Kyra menatap ke langit yang berada di atas kepalanya, tak lama sebuah rintikan air jatuh mengenai wajahnya, rintikan air itu semakin banyak namun tidak terlalu deras, matahari pun masih nampak cerah seperti ingin bermain di tengah hujan. Kyra menghela napasnya membiarkan dirinya dibasahi oleh gerimis yang turun dari langit, tidak peduli jika bajunya basah atau tidak. Ia lebih memilih berdiam di sana, setidaknya ia merasa sedikit lega ini hanya gerimis dan bukan hujan besar. Kyra menyukai hujan, namun tidak dengan petirnya.
"Di mana salah gue sebenarnya? Kenapa Kak Adel gak mau kasih tau gue salah apa? Ayolah Kyra ingat-ingat lo pernah berbuat salah apa ke Kak Adel," gerutu Kyra di tengah rintikan air hujan, mengacak-acak rambutnya yang sudah mulai basah.
"Di sini kamu rupanya," kata seseorang membuat Kyra terkejut karena tiba-tiba ada suara orang lain selain dari dirinya di atap sekolah. Kyra mencari ke arah sumber suara tersebut dan menjadi semakin terkejut ketika melihatnya.
"Kak Theo?"
"Kamu gak apa-apa? Ngapain sih kamu sampai hujan-hujanan begini?" tanya Theo dengan nada yang risau sembari berjongkok untuk menyamai tinggi Kyra yang sedang duduk. Theo membuka almameter nya dan menaruhnya di atas punggung Kyra.
"Kok Kak Theo tahu saya ada di sini?" Kyra segera menghapus bekas air mata di pipinya serta merapikan rambutnya agar tidak terlihat seperit orang yang baru saja menangis. Namun, sangat kentara bahwa ia baru selesai menangis karena matanya yang merah dan sembab.
"Nggak tahu, saya cuman coba nyariin kamu di setiap sudut sekolah, dan ternyata kamu di sini."
"Kakak ngapain nyariin saya? Ah apa karena saya bolos kelas, Kak? Maafin saya ya Kak." Kyra baru ingat dirinya tidak mengikuti kelas lagi setelah istirahat tadi, ia jadi takut dirinya malah akan kena hukum karena bolos kelas.
"Nggak, bukan karena itu, kok. Sekarang kamu bisa jalan gak? Apa perlu saya gendong?" Theo berdiri sembari menunggu Kyra untuk berdiri juga.

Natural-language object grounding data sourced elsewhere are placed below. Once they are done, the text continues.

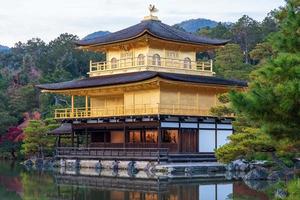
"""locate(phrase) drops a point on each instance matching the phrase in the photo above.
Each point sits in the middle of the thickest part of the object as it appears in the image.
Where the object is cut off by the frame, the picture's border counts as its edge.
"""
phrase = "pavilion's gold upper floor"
(152, 58)
(150, 45)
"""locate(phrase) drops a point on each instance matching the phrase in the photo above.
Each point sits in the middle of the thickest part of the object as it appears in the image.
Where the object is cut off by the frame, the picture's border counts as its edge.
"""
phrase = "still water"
(17, 183)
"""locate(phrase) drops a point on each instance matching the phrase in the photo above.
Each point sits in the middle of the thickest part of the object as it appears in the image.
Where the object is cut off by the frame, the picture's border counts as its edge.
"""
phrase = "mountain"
(3, 48)
(95, 34)
(193, 25)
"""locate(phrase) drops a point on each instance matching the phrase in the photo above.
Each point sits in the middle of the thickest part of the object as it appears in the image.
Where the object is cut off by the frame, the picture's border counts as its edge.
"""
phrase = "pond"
(17, 183)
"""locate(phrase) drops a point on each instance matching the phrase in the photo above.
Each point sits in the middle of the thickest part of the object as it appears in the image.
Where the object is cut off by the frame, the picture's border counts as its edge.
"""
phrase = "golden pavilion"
(149, 100)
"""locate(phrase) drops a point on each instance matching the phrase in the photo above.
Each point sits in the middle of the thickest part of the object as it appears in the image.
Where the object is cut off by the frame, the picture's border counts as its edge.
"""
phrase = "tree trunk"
(13, 154)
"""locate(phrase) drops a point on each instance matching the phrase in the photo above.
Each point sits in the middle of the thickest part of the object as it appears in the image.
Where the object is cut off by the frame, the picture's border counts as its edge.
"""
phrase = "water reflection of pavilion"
(128, 188)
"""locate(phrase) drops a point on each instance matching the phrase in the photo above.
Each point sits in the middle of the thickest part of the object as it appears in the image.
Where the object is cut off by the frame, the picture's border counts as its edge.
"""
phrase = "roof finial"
(152, 9)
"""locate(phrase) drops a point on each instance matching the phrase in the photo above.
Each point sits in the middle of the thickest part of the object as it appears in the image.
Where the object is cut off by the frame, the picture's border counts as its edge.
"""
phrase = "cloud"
(23, 20)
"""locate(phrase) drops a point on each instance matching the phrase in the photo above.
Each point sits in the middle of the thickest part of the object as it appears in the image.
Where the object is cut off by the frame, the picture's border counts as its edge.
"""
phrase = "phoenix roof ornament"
(152, 9)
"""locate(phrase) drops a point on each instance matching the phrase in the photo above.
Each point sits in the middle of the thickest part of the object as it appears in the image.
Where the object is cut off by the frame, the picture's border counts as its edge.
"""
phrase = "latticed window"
(114, 63)
(141, 60)
(156, 60)
(187, 64)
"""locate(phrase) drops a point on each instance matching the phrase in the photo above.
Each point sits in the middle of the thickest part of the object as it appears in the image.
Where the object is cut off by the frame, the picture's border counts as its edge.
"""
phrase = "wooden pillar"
(77, 140)
(124, 130)
(72, 138)
(87, 138)
(158, 135)
(72, 105)
(86, 105)
(59, 143)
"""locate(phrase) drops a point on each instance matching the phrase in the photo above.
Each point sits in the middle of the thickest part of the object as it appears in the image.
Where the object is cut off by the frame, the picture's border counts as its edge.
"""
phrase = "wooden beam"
(86, 104)
(72, 105)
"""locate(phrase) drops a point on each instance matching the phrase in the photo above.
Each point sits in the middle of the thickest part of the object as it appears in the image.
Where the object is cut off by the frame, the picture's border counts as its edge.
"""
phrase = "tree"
(11, 141)
(221, 31)
(262, 52)
(247, 33)
(36, 141)
(272, 99)
(287, 39)
(229, 62)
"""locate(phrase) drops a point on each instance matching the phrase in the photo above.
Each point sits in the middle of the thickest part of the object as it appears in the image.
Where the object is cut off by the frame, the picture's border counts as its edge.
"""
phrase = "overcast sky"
(21, 20)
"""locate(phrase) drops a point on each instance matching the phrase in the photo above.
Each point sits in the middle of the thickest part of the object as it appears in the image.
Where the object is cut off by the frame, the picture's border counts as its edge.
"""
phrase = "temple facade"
(150, 98)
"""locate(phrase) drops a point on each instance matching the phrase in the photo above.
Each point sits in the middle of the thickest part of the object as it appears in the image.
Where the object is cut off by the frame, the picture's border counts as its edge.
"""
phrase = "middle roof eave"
(119, 79)
(155, 29)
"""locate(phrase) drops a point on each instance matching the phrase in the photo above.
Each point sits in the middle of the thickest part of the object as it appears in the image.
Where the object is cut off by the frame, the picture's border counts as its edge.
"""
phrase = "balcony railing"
(144, 109)
(150, 62)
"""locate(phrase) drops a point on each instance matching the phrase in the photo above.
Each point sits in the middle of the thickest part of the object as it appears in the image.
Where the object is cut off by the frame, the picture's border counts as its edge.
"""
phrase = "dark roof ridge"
(134, 77)
(156, 29)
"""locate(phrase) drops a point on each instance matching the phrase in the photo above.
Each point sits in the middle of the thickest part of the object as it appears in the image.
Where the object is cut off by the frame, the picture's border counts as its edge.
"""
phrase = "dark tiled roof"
(134, 77)
(156, 29)
(64, 129)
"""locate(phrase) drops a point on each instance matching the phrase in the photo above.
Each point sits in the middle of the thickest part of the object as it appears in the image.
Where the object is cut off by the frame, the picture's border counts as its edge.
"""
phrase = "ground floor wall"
(173, 133)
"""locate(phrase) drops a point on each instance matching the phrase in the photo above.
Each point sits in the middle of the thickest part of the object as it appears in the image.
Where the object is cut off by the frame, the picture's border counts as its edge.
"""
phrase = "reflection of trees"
(37, 186)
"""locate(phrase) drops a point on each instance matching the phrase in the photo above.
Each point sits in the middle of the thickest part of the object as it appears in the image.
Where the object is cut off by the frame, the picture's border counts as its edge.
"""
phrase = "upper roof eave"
(155, 29)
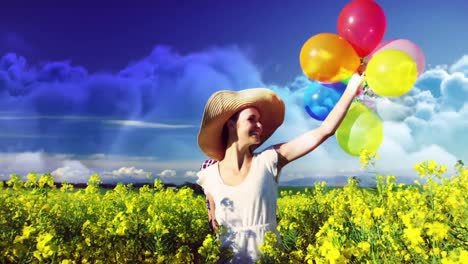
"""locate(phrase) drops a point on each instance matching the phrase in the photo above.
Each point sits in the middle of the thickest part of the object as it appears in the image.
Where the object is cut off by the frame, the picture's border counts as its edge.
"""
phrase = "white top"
(247, 210)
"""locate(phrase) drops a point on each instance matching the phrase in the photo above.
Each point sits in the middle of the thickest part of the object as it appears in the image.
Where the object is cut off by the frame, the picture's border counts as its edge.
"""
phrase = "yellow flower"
(378, 211)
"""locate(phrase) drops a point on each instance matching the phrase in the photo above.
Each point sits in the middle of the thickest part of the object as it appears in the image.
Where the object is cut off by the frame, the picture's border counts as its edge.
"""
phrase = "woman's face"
(248, 126)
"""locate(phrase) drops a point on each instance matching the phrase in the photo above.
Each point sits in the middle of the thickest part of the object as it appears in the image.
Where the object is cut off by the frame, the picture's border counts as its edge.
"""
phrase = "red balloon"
(362, 23)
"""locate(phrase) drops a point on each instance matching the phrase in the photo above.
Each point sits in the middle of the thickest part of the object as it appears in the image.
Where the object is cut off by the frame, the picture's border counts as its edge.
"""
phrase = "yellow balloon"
(327, 57)
(361, 129)
(391, 73)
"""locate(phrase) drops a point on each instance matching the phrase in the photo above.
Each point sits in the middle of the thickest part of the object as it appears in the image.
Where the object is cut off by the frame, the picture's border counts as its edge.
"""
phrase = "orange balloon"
(329, 58)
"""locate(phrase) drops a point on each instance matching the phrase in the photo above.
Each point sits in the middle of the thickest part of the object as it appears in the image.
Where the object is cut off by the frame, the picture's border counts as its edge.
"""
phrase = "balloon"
(362, 23)
(391, 73)
(327, 57)
(405, 45)
(319, 99)
(361, 129)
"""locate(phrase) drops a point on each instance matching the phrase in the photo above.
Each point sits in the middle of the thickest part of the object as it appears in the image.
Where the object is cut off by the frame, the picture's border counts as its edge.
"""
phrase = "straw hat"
(223, 104)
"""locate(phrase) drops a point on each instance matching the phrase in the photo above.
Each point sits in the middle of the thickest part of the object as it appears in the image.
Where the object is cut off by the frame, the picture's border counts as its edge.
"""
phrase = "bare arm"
(310, 140)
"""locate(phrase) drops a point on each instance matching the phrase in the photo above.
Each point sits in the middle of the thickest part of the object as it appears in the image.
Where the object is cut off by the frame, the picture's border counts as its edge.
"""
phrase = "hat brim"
(224, 104)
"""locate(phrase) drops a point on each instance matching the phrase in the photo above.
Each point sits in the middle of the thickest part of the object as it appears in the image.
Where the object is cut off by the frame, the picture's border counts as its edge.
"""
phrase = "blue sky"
(119, 89)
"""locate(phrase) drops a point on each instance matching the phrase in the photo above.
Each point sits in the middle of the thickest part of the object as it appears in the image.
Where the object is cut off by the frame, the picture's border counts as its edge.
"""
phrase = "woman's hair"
(225, 134)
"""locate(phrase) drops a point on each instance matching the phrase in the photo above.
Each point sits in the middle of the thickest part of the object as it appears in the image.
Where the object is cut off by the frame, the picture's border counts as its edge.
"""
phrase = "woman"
(242, 185)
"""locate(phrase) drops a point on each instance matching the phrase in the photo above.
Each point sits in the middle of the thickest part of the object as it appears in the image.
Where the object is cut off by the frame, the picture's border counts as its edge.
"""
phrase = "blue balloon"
(320, 98)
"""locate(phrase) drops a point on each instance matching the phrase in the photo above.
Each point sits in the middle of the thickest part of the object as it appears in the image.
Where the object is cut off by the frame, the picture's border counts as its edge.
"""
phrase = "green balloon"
(361, 129)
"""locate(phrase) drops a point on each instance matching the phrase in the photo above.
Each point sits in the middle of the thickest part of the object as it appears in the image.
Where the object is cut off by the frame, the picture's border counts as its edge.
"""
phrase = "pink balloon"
(406, 46)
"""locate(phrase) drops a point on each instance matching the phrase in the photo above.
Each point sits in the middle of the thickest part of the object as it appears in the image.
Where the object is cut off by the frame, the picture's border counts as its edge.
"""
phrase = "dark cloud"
(164, 87)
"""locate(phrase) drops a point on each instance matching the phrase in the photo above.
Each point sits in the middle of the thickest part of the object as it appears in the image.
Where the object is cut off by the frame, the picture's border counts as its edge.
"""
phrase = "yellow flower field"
(392, 223)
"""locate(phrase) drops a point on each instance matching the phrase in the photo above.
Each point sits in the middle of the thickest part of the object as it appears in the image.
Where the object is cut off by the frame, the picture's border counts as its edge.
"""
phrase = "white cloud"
(190, 174)
(461, 66)
(72, 171)
(167, 173)
(129, 171)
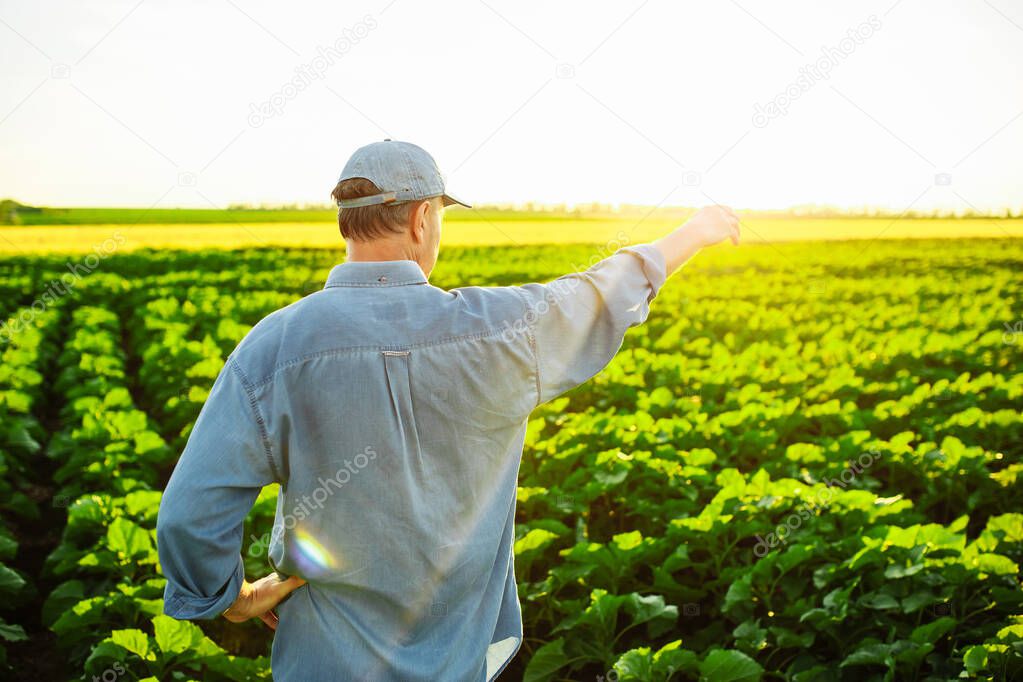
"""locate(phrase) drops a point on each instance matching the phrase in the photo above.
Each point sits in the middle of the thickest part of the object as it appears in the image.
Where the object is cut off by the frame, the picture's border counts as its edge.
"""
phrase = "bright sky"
(153, 102)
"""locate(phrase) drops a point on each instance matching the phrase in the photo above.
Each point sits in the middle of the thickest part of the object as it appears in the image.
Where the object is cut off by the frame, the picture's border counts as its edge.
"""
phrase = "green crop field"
(807, 465)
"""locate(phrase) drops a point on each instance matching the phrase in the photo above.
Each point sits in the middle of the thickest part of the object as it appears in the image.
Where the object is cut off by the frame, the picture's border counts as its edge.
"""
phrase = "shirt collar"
(375, 273)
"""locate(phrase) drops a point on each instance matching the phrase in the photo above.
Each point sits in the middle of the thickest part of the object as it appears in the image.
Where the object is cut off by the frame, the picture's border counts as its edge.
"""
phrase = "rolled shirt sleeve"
(199, 527)
(578, 321)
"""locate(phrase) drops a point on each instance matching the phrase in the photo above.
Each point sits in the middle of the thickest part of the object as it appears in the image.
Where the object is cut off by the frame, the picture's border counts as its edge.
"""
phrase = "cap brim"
(448, 200)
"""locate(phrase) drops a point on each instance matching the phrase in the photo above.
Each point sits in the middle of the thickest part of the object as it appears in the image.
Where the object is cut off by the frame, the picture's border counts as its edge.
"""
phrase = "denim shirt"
(393, 414)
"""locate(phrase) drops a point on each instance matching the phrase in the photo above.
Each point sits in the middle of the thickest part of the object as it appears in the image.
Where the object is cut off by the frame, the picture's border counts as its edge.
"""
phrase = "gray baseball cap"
(402, 171)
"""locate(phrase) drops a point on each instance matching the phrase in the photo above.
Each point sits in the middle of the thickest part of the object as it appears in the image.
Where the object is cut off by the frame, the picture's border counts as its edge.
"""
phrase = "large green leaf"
(729, 666)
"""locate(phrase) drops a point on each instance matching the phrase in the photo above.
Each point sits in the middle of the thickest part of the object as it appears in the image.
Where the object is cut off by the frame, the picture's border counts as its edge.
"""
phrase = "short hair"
(368, 222)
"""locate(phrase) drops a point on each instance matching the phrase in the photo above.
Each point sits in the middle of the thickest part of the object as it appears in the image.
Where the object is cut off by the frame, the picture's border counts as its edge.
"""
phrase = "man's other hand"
(706, 228)
(713, 224)
(258, 599)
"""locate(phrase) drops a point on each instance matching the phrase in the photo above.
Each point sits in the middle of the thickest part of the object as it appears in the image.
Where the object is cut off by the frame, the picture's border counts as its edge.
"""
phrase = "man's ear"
(417, 221)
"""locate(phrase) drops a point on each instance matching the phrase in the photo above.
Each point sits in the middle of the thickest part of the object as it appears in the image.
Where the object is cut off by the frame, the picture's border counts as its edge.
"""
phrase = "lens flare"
(311, 556)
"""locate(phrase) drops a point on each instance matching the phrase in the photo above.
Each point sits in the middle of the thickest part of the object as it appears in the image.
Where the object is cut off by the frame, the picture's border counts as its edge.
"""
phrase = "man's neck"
(380, 249)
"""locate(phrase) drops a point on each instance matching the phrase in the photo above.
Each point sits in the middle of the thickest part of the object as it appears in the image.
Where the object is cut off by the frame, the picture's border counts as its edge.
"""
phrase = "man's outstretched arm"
(577, 322)
(199, 526)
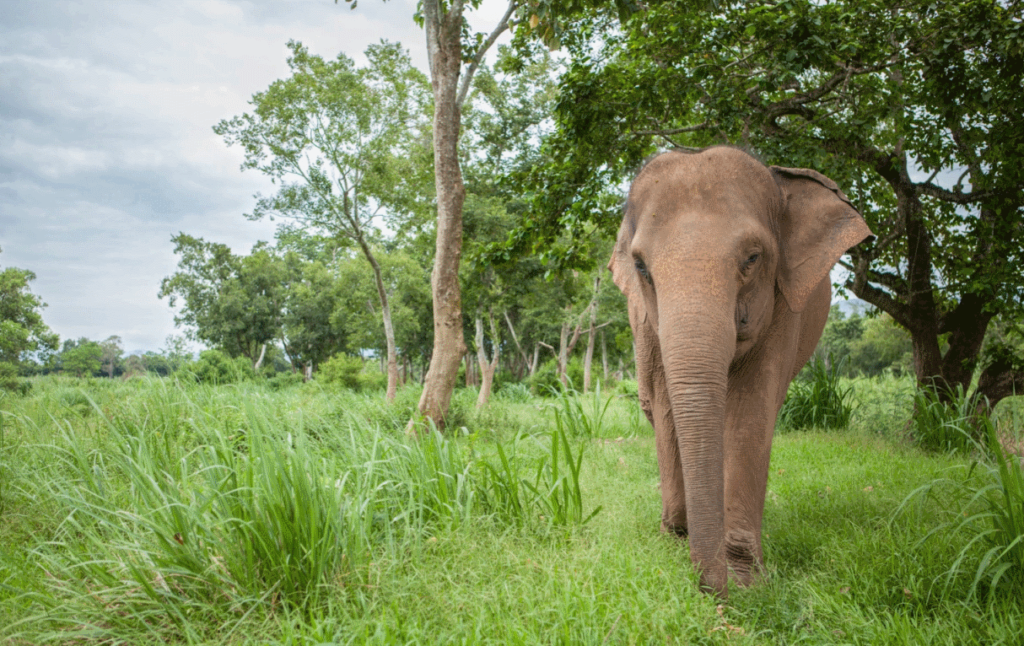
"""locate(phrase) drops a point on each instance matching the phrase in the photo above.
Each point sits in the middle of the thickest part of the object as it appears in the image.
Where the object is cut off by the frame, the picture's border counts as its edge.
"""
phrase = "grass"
(306, 517)
(817, 400)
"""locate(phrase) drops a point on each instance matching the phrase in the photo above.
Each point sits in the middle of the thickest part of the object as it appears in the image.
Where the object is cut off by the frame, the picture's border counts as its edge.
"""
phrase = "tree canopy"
(22, 327)
(913, 108)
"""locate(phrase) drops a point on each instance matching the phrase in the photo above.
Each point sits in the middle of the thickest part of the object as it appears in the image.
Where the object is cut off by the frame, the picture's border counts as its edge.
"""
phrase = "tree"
(22, 327)
(338, 140)
(445, 29)
(81, 357)
(914, 108)
(231, 302)
(112, 351)
(310, 334)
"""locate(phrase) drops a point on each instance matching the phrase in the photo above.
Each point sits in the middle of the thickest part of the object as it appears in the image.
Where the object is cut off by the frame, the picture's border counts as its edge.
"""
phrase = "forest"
(413, 416)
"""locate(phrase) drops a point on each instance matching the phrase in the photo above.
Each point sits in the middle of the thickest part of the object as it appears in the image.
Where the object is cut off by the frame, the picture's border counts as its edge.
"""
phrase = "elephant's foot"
(679, 530)
(743, 555)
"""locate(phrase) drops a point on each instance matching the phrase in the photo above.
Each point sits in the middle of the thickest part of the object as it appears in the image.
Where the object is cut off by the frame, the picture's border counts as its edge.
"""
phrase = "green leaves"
(22, 327)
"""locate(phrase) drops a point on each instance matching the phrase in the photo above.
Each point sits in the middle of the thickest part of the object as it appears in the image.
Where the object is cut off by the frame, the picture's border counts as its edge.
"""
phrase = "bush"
(819, 401)
(341, 370)
(9, 380)
(216, 368)
(989, 508)
(546, 377)
(628, 388)
(281, 381)
(514, 392)
(352, 373)
(951, 426)
(580, 415)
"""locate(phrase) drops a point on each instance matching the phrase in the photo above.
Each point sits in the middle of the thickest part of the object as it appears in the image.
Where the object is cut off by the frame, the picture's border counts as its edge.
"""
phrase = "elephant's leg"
(669, 464)
(654, 401)
(750, 424)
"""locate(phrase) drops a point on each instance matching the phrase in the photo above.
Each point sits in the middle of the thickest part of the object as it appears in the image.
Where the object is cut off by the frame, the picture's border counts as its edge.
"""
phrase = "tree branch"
(478, 56)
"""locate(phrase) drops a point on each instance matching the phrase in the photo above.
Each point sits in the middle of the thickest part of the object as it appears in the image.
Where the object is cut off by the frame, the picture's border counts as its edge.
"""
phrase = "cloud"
(107, 147)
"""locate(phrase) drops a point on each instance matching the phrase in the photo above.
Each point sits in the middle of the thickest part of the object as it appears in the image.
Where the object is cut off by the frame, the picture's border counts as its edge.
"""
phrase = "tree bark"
(604, 356)
(589, 357)
(443, 30)
(487, 368)
(444, 52)
(259, 361)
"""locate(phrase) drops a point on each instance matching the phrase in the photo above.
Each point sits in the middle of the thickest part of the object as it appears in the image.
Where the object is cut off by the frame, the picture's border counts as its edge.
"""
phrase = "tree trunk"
(444, 52)
(589, 358)
(259, 361)
(392, 354)
(520, 364)
(487, 368)
(604, 356)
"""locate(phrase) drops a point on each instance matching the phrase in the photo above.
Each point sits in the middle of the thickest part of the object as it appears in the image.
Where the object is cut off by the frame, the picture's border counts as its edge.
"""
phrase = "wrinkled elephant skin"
(725, 264)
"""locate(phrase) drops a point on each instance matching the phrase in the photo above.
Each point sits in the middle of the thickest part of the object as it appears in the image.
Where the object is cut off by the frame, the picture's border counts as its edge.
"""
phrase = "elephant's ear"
(817, 225)
(622, 264)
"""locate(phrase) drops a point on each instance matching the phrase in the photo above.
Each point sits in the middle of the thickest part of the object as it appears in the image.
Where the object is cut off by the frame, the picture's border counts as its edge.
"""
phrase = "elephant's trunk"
(697, 348)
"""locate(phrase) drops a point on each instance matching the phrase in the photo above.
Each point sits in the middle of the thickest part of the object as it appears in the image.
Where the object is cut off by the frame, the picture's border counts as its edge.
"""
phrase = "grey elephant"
(725, 264)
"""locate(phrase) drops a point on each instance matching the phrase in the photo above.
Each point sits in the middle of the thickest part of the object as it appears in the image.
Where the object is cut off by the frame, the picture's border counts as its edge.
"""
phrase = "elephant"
(725, 264)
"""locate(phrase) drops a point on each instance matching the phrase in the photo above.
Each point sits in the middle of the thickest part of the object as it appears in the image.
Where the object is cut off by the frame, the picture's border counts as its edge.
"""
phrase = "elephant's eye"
(642, 270)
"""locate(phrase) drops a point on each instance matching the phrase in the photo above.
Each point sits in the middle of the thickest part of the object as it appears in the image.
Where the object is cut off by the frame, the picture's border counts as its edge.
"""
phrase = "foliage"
(819, 400)
(214, 367)
(952, 425)
(545, 380)
(580, 415)
(556, 486)
(431, 578)
(230, 302)
(913, 116)
(22, 327)
(350, 372)
(514, 391)
(193, 490)
(987, 507)
(81, 357)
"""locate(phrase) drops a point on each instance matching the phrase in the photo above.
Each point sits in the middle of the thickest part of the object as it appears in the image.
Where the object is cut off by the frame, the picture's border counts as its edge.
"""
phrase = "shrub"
(546, 377)
(514, 392)
(281, 381)
(9, 379)
(819, 401)
(578, 414)
(990, 511)
(950, 426)
(215, 368)
(628, 388)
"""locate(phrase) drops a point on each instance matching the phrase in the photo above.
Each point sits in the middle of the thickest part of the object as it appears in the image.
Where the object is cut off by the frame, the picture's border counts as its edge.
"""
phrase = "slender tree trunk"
(520, 365)
(604, 356)
(487, 368)
(444, 52)
(563, 353)
(589, 358)
(392, 354)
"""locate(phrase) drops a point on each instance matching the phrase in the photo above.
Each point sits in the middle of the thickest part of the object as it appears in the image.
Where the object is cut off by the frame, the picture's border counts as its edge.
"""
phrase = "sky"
(107, 147)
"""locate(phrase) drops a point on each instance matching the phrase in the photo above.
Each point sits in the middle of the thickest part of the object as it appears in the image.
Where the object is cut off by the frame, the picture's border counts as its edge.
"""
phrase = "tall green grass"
(580, 415)
(951, 425)
(186, 510)
(984, 503)
(817, 400)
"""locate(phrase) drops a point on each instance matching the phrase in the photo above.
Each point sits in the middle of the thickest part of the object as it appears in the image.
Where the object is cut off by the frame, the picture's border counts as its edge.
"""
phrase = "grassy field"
(150, 512)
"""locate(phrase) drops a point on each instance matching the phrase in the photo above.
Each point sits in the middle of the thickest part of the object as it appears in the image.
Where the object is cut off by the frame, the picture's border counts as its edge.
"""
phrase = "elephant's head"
(713, 245)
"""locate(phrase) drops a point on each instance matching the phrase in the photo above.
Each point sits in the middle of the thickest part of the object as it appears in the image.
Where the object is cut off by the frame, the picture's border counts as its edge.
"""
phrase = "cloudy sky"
(107, 147)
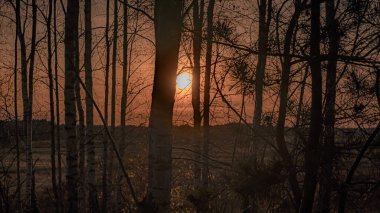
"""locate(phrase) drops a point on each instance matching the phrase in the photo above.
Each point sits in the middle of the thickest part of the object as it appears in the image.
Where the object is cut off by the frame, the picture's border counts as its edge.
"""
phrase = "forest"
(245, 106)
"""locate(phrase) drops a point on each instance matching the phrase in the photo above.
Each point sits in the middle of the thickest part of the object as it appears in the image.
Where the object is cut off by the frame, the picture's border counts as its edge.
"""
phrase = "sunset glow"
(184, 81)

"Eh eh gak usah, Kak! Saya bisa jalan sendiri," ucap Kyra buru-buru dan segera berdiri, membersihkan debu atau kotoran yang mungkin menempel di roknya.
"Ya sudah, ayok," ajak Theo tiba-tiba.
"Ayo ke mana, Kak?"
"Ke ruang kepala sekolah, saya mau laporin kamu bolos,"
"HAH? IH KAK JANGAN DONG, NANTI KALAU SAYA DISKORS GIMANA?" teriak Kyra dengan refleks, terkejut dengan Theo yang ia kira kawan ternyata lawan. Theo pun dibuatnya kaget oleh suara nyaring Kyra karena gurauannya dianggap serius olehnya.
"Astaga saya cuman bercanda, gak perlu teriak juga kali. Saya mau antar kamu ke UKS doang, kok. Kamu istirahat saja di sana, tadi Viona sudah saya suruh izin ke guru piket buat bilang kalau kamu sakit," jelas Theo membuat Kyra mengangguk paham dan menghela napas lega mengetahui bahwa dirinya tidak akan diskors atau dihukum.
Sesampainya di ruang UKS, Theo menyuruh Kyra untuk berbaring di salah satu kasur yang disediakan untuk murid yang jatuh sakit secara tiba-tiba di sekolah. Theo tidak langsung meninggalkan Kyra sendirian, tetapi dia menarik sebuah bangku dan duduk di sebelah kasur Kyra.
"Kakak nggak balik ke kelas?" tanya Kyra untuk mengisi keheningan di ruang tersebut.
"Kelas saya lagi jam kosong, guru yang seharusnya ngajar lagi gak masuk, guru lain juga gak ada yang bisa inval."
"ah begitu rupanya.."
Beberapa menit berlalu dan tak ada satu suara pun yang berani memecahkan keheningan di sana. Theo sibuk mengutak-atik barang yang ada di sekitarnya, sedangkan Kyra sedang menatap kosong ke atas. Sampai Kyra memutuskan untuk memecahkan keheningan di antara mereka.
"Kak Theo sadar gak, sih? Kalau setiap kali saya lagi kesusahan, Kak Theo pasti selalu muncul."